# New breeders.... Chaco Golden Knees



## ChrisNCT (Feb 3, 2008)

Well, now that my male matured I can expect to breed them very soon! I love the G. auerostriata "Chaco Golden Knee"!    

Male






Female


----------



## Anastasia (Feb 3, 2008)




----------



## Arachno_Shack (Feb 3, 2008)

Cool!

I have my MM coming back from loan this week. If your big boy has some performance issues, let me know...my Chaco is a STUD!!! 


HeHe..... 



Tim


----------



## smof (Feb 3, 2008)

Nice. Chaco's are awesome spiders


----------



## Aarantula (Feb 4, 2008)

*How big until ready for breeding?*

Oh wow that's great! The colors on yours are vibrant! I can't wait to breed my girl but I do have one question since I've never breed this species before... 
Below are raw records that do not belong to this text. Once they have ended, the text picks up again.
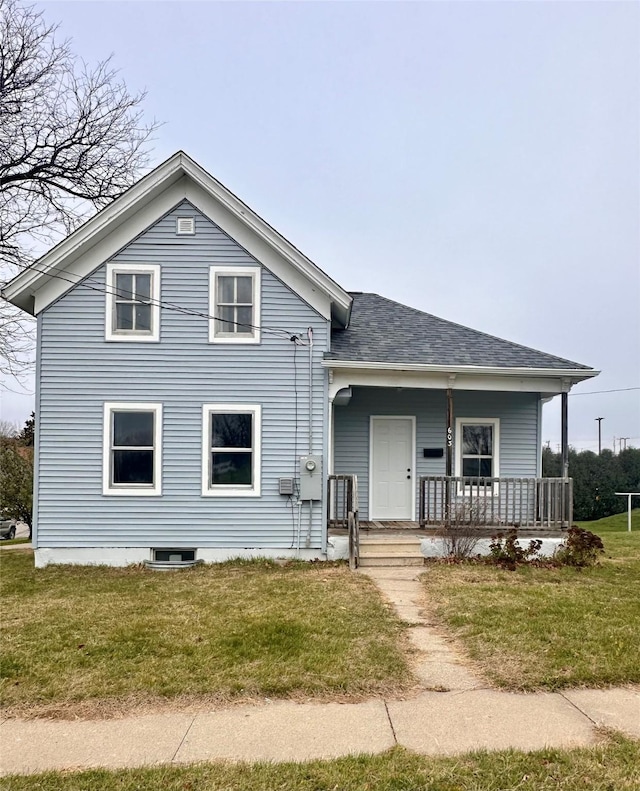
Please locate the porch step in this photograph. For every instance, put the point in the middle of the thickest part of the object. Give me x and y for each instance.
(390, 552)
(383, 560)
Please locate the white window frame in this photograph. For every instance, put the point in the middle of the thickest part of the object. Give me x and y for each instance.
(111, 334)
(132, 490)
(477, 421)
(235, 271)
(232, 490)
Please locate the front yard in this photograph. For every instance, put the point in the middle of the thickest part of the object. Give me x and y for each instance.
(87, 641)
(614, 765)
(539, 628)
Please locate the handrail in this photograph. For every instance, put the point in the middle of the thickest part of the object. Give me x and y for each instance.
(495, 502)
(342, 511)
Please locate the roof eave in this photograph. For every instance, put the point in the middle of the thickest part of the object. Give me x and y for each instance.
(574, 374)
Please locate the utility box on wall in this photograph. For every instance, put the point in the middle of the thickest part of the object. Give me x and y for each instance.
(311, 477)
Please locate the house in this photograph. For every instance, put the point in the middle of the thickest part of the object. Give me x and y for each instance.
(199, 380)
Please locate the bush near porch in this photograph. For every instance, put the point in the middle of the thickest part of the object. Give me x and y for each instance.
(90, 639)
(549, 628)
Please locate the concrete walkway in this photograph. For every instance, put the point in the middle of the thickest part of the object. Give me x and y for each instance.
(464, 717)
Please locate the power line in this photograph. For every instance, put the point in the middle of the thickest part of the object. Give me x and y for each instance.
(617, 390)
(103, 289)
I do know that the females can get farily large so how large should the females be at a minimum before attempting to breed them??? :?


----------



## kitty_b (Feb 4, 2008)

i only have one little chaco sling left... i always end up with males and send them away. 
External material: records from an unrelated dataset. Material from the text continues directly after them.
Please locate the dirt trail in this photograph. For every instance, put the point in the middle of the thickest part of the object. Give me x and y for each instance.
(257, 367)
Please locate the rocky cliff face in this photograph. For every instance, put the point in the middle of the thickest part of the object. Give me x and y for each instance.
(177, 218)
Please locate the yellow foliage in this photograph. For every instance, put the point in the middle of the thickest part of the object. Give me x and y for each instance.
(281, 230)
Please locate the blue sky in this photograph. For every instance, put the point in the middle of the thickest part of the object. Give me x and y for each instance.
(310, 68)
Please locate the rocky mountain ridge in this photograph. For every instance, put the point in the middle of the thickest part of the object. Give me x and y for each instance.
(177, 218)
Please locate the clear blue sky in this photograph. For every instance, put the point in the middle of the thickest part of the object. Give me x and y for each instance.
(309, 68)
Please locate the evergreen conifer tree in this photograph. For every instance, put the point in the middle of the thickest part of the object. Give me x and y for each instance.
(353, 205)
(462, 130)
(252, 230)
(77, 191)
i really should just break down and get a girl :wall:


----------



## SNAFU (Feb 4, 2008)

Stunning! Let me get my sunglasses. I can't wait until my little 1.5" sling puts on that size and those colors!


----------



## bliss (Feb 4, 2008)

Aarantula said:


> I do know that the females can get farily large so how large should the females be at a minimum before attempting to breed them??? :?
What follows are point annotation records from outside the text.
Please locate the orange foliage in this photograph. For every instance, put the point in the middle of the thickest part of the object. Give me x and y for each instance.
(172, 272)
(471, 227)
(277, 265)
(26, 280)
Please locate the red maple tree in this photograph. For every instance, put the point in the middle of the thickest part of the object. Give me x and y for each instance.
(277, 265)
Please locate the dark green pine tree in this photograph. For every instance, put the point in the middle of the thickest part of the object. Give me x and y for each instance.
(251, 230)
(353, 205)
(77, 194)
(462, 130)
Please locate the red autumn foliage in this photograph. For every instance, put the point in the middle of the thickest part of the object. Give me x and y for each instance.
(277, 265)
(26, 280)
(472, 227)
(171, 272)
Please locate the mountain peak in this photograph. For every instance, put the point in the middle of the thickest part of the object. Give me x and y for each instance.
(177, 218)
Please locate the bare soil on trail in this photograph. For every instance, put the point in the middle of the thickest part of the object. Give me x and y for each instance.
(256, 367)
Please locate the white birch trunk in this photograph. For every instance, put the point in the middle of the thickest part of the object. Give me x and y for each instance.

  from my own personal experience, i've bred grammostola sp. (multiple rosies, sp north, aureo, etc)  at *4" *.     i've heard of people attempting 3.5", but that's a little small imo.  i would never attempt anything under 4".      the only thing is, there is info that suggests that the smaller the female is, the smaller her eggsac will be..  i don't know if that is true, that's just what i've heard.   then again i've heard a smaller mature female can produce just as many as a HUGE mature female...   so im still unsure.

http://www.arachnoboards.com/ab/showthread.php?p=1083707#post1083707
  the female there is 6"+


   i wish you well, chris!  good luck!


   -dan-


----------